Another increasing problem are counterfeit medicines. In general counterfeit medicines do not contain the active ingredient or can contain another active ingredient than mentioned on the packaging. This can lead to dangerous situations. The industry initiated a discussion with the European Commission in order to take adequate actions against counterfeit medicines. Awareness among the public has to be created. Also doctors, pharmacists, customs officials and police have to be well-informed on the subject. Next to this, a central distribution tracking system was tested successfully in Sweden. Such a database follows the drug until the end supplier but this tracking system is expensive. Therefore, the industry is proposing a system to track a product from production facility throughout the distribution system. However, the European Commission would like to have a system that starts tracking from the plant where the active ingredient is produced. The European Commission proposed system will be very expensive and this will have an effect on the prices. The exact impact of both systems is not clear yet with respect to the position of the re-packers (parallel traders).

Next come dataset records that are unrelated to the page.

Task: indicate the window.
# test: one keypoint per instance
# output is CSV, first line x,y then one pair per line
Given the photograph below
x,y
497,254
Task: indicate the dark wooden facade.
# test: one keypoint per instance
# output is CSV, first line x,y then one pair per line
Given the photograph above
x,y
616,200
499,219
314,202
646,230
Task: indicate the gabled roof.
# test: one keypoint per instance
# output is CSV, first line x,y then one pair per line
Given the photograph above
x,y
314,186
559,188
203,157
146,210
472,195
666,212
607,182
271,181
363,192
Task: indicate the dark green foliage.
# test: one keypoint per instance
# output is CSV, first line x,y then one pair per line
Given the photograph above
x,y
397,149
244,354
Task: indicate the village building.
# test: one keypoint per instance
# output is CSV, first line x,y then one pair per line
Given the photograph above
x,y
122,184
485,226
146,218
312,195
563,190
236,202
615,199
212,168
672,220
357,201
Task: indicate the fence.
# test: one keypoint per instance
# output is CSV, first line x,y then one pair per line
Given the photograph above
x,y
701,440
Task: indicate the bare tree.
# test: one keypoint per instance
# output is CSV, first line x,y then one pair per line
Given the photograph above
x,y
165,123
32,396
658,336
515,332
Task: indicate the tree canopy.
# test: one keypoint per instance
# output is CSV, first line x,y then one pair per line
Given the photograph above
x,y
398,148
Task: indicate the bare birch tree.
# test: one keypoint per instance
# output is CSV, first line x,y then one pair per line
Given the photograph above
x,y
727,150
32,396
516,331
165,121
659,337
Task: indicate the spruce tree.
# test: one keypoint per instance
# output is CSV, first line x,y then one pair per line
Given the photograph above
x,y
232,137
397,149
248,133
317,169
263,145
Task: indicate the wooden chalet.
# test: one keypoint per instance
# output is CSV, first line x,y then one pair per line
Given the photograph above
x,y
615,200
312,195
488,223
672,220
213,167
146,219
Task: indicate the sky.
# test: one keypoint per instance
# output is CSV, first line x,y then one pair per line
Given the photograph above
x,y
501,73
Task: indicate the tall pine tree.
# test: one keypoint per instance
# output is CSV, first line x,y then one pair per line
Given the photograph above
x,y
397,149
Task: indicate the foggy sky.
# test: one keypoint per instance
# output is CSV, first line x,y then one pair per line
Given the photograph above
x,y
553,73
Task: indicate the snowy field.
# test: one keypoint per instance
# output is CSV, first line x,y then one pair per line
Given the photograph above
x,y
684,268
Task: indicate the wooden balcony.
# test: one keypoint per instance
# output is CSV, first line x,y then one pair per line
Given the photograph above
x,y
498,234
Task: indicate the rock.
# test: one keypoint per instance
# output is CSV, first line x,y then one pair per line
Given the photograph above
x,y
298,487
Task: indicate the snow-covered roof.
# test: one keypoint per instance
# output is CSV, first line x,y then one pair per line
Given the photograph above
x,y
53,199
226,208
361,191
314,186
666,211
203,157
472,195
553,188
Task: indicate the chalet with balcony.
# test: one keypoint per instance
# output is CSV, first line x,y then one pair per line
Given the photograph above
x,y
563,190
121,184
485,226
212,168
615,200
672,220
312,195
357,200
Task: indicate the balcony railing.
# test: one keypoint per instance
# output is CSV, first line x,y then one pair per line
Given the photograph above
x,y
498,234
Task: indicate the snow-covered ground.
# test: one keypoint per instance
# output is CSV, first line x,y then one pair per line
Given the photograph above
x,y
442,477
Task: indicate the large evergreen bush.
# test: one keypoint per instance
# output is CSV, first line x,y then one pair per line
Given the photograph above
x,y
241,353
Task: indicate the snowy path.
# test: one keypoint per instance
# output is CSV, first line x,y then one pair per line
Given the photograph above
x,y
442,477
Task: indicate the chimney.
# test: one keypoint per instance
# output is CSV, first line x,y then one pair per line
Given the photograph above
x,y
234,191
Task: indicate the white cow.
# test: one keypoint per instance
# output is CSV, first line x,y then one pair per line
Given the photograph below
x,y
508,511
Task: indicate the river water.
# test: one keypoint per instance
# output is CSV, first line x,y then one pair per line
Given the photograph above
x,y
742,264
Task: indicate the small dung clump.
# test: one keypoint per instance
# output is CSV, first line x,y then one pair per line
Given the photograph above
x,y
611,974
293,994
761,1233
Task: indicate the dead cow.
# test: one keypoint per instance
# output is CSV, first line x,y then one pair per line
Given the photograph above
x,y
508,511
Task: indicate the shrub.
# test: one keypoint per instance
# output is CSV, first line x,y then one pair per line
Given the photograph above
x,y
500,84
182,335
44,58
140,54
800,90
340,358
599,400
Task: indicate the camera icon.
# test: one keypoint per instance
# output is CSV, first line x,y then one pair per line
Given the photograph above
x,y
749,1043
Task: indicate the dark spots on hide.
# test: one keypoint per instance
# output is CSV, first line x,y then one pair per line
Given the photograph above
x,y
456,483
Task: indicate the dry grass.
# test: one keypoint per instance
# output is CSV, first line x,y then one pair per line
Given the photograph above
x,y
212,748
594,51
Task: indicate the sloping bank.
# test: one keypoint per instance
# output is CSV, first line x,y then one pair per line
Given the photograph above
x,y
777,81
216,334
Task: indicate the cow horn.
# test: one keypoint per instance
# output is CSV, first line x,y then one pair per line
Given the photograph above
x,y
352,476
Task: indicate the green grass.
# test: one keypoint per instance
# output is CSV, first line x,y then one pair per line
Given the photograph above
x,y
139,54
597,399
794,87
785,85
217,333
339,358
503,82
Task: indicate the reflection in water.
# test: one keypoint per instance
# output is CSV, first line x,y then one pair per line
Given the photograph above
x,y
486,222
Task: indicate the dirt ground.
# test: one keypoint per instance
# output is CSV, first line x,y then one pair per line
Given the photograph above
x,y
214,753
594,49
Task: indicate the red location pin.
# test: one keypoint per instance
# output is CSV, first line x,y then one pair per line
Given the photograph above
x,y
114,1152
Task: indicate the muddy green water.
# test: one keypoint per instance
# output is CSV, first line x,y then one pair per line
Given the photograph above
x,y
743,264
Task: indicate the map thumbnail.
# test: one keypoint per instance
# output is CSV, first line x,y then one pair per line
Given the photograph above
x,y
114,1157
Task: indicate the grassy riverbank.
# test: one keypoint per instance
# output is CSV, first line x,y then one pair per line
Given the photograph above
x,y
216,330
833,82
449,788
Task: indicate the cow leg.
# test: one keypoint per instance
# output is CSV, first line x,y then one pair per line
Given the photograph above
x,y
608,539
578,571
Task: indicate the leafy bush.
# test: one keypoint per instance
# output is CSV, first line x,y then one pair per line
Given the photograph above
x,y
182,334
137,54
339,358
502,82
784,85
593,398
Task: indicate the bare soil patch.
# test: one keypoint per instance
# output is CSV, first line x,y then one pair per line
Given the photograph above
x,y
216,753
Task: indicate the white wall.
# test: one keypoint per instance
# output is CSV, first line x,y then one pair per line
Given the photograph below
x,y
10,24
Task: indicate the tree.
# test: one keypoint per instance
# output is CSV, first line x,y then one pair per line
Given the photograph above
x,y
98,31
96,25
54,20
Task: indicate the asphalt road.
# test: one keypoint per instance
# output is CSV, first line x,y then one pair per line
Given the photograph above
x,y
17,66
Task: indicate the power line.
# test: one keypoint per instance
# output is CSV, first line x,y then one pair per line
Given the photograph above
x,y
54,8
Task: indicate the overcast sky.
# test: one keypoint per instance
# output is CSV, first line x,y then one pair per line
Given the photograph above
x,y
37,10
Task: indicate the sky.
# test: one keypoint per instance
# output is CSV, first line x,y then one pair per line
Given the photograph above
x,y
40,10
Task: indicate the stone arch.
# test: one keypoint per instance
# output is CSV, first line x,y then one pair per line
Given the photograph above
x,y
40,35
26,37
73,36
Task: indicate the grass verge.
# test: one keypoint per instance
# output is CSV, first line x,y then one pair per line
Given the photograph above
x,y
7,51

The reason that we are only minimally informed about the shortage of medicines lies in the fact that there are major interests between the governments, health care insurance companies and the pharmaceutical industry. On one hand, the Dutch government and the insurance companies want to regulate the health care business as cheap as possible. Prices are fixed and by encouraging the free market, generic products and parallel trade, prices are further reduced. On the other hand, the pharmaceutical industry wants to sell its product to a country at the best possible price, also in order to maintain their present and future (R&D) activities. The limitation or discontinuation of drug supply will eventually lead to damage in patients in the Netherlands or in other European countries. Time for a reconsideration?